Klik x untuk menutup hasil pencarianCari di situs SABDASpace
Diaz
"Apa kabar? Vero sudah belajar berdiri. Diaz tambah besar." hanya itu bunyi SMS kakak tertuaku. Jarang sekali ia menanyakan kabarku, dan akupun sama sekali tidak pernah mengirimkan SMS duluan. padahal, dua tahun lalu, waktu aku pulang kampung, ia sengaja pulang juga untuk menemuiku. Lima tahun kami tidak bertemu. Aku juga tidak datang pada pesta pernikahannya.
Aku hanya mendengar cerita dari adik-adikku, bagaimana ayah berkata "Langsung ke pokok pembicaraan saja!" ketika pihak keluarga pria melamar putri sulungnya. Ayah tidak suka sesuatu yang bertele-tele, termasuk ketika orang datang melamar anaknya, yang mengikuti aturan ada, ngomong kesana kemari, menanyakan kabar, dan segala tetek bengeknya. Ayah akhirnya bosan, apalagi beberapa hari sebelumnya sudah dikasih tahu maksud kedatangan ini. Sehingga akhirnya ia tidak tahan prosedur turun temurun ini. Akhirnya berkata, "Langsung ke pokok pembicaraan saja."

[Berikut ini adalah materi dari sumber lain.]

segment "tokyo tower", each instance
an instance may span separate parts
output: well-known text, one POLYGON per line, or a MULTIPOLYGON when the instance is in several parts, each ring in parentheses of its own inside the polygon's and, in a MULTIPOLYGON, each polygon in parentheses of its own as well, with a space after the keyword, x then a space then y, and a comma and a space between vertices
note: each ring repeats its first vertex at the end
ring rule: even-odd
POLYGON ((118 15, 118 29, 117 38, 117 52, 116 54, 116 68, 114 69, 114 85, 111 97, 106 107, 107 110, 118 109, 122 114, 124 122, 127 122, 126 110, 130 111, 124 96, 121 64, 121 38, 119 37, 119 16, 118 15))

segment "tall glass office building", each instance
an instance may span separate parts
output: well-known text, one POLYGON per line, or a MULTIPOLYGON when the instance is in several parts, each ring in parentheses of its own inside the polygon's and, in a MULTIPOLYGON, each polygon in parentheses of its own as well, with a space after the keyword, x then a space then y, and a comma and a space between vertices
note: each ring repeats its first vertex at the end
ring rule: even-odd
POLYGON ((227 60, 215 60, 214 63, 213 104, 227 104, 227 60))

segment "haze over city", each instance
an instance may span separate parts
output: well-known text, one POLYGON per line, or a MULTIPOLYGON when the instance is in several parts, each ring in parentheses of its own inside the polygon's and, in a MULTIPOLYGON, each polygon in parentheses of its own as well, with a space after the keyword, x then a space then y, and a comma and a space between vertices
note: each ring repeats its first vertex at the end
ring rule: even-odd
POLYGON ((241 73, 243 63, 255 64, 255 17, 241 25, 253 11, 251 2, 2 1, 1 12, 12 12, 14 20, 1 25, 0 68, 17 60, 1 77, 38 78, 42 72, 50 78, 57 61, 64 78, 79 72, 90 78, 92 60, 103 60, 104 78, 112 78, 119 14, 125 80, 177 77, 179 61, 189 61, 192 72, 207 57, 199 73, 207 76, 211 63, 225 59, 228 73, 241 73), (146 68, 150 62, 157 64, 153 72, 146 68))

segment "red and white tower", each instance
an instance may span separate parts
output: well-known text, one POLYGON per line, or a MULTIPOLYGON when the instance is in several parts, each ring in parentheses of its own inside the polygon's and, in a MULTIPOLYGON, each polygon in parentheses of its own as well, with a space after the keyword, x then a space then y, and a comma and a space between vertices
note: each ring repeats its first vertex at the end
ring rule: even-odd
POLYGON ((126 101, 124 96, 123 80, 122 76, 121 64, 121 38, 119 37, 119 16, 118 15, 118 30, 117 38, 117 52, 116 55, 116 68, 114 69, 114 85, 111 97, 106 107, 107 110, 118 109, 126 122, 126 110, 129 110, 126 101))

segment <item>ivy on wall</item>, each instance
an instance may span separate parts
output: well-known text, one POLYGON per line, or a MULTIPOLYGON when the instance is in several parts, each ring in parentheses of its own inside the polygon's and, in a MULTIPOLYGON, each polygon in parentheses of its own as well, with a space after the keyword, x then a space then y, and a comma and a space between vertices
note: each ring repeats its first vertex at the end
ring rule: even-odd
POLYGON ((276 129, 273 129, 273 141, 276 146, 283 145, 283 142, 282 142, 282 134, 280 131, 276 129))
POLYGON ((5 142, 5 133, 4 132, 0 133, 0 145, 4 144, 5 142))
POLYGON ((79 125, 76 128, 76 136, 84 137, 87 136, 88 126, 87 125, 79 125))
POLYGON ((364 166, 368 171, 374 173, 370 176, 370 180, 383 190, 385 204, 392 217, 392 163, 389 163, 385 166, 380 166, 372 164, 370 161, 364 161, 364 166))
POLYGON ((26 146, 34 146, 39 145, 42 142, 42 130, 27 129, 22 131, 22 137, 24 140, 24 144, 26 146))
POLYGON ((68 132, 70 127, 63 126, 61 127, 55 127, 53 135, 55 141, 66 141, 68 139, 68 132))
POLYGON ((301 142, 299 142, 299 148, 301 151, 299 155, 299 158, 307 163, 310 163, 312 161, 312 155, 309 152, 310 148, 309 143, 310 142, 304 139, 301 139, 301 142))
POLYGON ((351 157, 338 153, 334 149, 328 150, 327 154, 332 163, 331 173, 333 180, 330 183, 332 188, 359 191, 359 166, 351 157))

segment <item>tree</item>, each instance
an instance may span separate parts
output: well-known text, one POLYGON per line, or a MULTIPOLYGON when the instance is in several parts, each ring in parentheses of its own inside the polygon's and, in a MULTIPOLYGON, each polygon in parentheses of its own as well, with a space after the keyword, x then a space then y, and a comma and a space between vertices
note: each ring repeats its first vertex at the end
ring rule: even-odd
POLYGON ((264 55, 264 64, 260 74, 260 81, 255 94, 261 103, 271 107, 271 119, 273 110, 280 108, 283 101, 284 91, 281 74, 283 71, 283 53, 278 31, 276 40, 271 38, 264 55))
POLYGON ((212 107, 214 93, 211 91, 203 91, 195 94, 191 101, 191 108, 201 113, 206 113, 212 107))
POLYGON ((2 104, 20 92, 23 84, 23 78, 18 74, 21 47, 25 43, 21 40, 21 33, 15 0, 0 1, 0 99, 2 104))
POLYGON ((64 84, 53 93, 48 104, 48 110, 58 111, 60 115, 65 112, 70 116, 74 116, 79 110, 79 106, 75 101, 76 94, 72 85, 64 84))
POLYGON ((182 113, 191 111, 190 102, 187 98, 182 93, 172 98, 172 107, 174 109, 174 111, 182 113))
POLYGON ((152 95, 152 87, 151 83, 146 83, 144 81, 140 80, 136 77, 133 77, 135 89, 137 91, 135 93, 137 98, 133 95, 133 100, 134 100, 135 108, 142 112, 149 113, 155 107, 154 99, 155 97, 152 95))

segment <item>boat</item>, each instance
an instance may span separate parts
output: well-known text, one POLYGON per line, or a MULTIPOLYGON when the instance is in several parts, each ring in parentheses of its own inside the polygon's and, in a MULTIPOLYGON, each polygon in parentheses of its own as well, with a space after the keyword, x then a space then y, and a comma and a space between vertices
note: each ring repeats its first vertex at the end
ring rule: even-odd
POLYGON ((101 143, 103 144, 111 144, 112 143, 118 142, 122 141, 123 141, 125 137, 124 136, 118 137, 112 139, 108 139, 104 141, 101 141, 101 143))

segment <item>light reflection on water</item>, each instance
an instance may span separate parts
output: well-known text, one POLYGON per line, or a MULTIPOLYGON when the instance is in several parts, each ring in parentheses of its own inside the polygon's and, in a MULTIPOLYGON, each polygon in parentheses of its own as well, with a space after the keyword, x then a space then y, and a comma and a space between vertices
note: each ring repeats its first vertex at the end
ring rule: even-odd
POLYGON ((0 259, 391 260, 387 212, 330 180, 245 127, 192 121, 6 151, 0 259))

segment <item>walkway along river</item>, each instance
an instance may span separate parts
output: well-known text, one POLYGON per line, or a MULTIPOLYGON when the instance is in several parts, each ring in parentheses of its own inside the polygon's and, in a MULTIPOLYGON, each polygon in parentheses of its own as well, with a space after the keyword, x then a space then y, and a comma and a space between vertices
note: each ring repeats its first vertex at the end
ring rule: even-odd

Juga mendengar cerita adik-adikku tentang liku-liku percintaan itu. Ketika kami berpisah lima tahun sebelumnya ia pacaran dengan seorang pria yang menulis, "pekerjaan : programmer" di sebuah kartu nama. Setahuku programmer tidak sama dengan orang yang merakit-rakit komputer.
Kisah cinta itu berliku-liku, tetapi aku tahu kakak tidak pernah menyesali keputusannya ketika terpaksa memutuskan cowok tersebut. Lalu menjalin hubungan dengan pria yang akhirnya menjadi suaminya. Kami semua bersyukur atas keputusan tersebut.
Sebenarnya, aku belum pergi waktu pria yang sekarang menjadi suaminya mendekati kakak, ia tahu kakak sudah punya pacar. Namanya Surya, mendekati kakak waktu Pra-Jabatan PNS. Mereka sama-sama guru. Aku lebih suka kakakku pacaran sama guru daripada tukang rakit komputer yang ketahuan menjual komputer Celeron 800 kepada orang yang meminta Pentium III 800.
"Selama janur kuning belum terpancang, tidak ada larangan untuk mendekatinya." kata-kata ini keluar dari mulut Surya ketika dikasih tahu kakakku sudah punya pacar. Adik-adikku yang bercerita. Mereka dengar sendiri cerita dari orang yang memberi peringatan tersebut -- Dunia memang kecil.
Singkat cerita mereka menikah.
Aku baru bertemu dengan Surya setelah putra mereka berumur setahun. Waktu itu aku mendapat telpon dari seseorang bernama Surya, berkata: "Aku Surya, sedang penataran di Jogja!" Aku bingung siapa Surya yang memintaku datang menemuinya di daerah Prambanan. Untung saja aku segera ingat adikku tentang kakak impar bernama Surya. Bukan karena aku terlalu peduli sehingga tetap ingat nama itu, tetapi karena ada cerita di balik nama itu. Adikku berkata, "namanya cocok, karena orangnya sedikit hitam."
Sebenarnya malam itu aku agak bosan karena si ipar ini hanya bercerita tentang putra mereka si Diaz. Bagaimana anak berumur setahun yang masih merangkak menjatuhkan beberapa bantal, menggunakannya sebagai tangga untuk turun ke lantai.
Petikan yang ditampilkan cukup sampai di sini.